Jon Stewart sides with Joe Rogan as more artists leave Spotify: ‘This overreaction is a mistake’

Left: YouTube/PowerfulJRE – Right: YouTube/The Problem With Jon Stewart

Jon Stewart has sided with Joe Rogan after several artists left Spotify in protest over Rogan’s podcast, which is hosted by the streaming platform.

Neil Young, Joni Mitchell, Roxane Gay, and Mary Trump have all pulled their songs and podcasts from the service, as have Young’s former bandmates David Crosby, Stephen Stills, and Graham Nash.

The move came in response to Spotify’s decision to keep airing Rogan’s podcast despite the fact that Rogan has shared Covid misinformation on the programme.

Stewart was asked to share his opinion on the matter on his own podcast The Problem with Jon Stewart, a companion to his Apple TV+ show of the same name.

“Don’t leave. Don’t abandon,” he said, urging his followers to “engage” instead – while acknowledging that it might not always “work out fruitfully”.

“This overreaction to Rogan, I think, is a mistake,” he added.

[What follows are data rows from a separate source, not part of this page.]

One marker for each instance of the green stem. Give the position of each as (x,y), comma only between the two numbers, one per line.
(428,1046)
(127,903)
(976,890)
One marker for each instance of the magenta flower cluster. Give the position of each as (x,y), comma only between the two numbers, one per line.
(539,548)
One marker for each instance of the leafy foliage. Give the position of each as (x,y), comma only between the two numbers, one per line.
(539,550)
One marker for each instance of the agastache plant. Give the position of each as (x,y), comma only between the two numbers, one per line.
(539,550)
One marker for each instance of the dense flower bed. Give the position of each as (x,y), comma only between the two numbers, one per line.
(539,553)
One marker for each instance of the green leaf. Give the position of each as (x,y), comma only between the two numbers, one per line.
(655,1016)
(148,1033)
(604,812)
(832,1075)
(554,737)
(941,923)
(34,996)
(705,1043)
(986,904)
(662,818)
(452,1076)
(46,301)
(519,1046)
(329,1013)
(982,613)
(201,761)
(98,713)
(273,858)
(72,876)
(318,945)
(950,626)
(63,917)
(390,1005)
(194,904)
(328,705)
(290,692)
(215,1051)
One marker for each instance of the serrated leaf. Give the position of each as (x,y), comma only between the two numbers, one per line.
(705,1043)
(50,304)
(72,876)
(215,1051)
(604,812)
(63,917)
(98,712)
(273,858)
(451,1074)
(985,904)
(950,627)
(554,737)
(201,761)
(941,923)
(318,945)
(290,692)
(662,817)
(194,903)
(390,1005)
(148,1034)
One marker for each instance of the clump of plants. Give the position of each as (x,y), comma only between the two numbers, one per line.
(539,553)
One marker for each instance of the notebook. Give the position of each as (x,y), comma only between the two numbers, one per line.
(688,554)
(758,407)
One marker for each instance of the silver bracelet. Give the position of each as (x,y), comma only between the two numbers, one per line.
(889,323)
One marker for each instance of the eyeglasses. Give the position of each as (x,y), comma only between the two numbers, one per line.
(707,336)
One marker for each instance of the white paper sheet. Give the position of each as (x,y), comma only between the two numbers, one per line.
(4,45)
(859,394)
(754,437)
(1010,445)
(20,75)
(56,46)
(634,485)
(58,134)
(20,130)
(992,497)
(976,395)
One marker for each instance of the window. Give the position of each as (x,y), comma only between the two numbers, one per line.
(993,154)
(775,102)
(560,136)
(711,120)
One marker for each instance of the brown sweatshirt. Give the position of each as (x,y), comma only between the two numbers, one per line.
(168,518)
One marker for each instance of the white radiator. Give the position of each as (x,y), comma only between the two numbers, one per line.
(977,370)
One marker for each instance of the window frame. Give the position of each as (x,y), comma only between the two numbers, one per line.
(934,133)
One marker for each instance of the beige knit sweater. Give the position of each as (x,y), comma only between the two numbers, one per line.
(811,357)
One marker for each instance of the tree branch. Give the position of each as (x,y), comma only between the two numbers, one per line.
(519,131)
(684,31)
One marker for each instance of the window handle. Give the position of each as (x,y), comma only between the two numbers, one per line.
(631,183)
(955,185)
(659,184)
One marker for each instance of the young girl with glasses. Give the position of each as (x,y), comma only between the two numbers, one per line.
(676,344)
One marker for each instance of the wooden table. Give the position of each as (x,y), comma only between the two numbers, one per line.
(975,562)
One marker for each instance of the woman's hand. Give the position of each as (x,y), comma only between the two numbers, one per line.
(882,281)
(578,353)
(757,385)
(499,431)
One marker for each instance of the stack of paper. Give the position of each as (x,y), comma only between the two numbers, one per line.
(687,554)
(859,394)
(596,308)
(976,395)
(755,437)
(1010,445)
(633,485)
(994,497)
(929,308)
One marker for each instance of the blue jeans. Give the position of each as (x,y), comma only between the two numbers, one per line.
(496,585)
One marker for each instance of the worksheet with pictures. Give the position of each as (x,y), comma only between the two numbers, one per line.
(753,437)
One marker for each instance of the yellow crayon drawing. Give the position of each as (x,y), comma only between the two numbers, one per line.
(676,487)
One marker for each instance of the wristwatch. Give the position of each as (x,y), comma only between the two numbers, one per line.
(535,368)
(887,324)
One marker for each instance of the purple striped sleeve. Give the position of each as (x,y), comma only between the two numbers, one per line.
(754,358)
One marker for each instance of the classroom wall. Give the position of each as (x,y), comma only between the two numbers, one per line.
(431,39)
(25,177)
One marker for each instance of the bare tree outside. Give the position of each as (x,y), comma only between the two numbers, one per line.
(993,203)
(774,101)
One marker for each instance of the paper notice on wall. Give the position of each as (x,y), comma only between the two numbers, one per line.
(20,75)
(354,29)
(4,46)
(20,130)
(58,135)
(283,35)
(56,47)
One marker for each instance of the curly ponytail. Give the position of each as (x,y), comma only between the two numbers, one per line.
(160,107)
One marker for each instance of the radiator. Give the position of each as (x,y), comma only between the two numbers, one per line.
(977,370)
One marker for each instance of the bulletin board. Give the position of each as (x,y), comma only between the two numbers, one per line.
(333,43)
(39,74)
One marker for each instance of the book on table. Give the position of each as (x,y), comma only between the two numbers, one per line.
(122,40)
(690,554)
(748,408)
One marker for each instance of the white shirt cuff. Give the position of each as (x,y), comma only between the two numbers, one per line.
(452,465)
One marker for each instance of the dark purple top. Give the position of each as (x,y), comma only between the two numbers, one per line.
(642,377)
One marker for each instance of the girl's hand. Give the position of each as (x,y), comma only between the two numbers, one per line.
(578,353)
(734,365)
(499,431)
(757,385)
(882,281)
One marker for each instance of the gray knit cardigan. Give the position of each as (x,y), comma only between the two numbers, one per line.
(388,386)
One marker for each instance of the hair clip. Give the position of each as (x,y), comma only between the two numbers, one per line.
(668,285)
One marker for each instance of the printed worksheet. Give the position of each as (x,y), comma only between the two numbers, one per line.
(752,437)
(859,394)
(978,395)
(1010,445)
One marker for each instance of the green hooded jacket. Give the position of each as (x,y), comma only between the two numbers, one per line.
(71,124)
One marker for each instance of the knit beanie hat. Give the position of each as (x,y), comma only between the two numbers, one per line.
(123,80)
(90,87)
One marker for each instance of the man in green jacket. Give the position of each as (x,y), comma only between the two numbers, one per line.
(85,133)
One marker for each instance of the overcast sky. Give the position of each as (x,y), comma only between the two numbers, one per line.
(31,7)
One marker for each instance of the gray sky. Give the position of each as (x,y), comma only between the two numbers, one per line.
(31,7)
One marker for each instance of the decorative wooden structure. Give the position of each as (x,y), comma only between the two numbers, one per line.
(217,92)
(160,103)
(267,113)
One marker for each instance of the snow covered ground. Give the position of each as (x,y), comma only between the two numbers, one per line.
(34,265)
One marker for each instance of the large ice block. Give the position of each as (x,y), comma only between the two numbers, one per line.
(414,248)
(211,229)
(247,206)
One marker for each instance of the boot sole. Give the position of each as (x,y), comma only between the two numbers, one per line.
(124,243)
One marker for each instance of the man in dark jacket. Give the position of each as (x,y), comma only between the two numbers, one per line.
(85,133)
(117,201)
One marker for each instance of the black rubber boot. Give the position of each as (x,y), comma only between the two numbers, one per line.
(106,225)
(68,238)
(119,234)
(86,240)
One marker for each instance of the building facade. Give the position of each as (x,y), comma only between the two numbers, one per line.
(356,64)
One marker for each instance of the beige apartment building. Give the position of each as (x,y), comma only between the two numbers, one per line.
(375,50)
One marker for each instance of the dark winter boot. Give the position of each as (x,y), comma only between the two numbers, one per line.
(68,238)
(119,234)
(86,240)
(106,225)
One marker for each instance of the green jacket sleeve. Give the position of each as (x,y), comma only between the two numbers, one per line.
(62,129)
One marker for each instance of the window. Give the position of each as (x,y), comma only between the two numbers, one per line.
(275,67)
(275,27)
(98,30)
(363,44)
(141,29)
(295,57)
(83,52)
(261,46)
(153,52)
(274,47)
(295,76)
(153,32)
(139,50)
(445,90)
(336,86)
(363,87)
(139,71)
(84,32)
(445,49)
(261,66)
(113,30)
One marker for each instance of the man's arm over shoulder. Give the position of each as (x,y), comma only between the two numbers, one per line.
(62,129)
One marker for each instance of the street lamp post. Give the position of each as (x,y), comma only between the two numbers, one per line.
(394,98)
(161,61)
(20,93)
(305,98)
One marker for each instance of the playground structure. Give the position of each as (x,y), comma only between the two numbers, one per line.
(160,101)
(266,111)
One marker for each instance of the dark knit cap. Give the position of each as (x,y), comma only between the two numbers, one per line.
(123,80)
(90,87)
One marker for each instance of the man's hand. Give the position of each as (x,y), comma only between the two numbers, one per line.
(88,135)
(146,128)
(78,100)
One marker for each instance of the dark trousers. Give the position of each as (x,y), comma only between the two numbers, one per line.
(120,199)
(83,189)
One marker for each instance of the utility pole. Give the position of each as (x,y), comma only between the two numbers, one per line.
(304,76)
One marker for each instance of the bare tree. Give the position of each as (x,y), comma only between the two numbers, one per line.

Stewart did point out that Rogan “has power because so many people listen to him”. (Rogan’s podcast draws an estimated 11 million listeners per episode.)

“I’m more worried about the algorithm of misinformation than the purveyor of misinformation,” he added. “Misinformation will always be out there, but if the algorithm drives people further and further down the rabbit hole, the algorithm is the amplifier and the catalyst of extremism.”

Spotify said on Sunday it will add a content advisory “to any podcast episode that includes a discussion” about Covid, and will direct listeners to a hub of factual information about the virus. It also published the platform rules it uses for its creators.

Those rules ask contributors to “avoid” “content that promotes dangerous false or dangerous deceptive medical information that may cause offline harm or poses a direct threat to public health”, such as asserting that Covid and other serious diseases “are a hoax or not real”, or that “vaccines approved by local health authorities are designed to cause death”.

Abbie Richards, a misinformation researcher, called the warning labels “too little, too late” while speaking to Rolling Stone.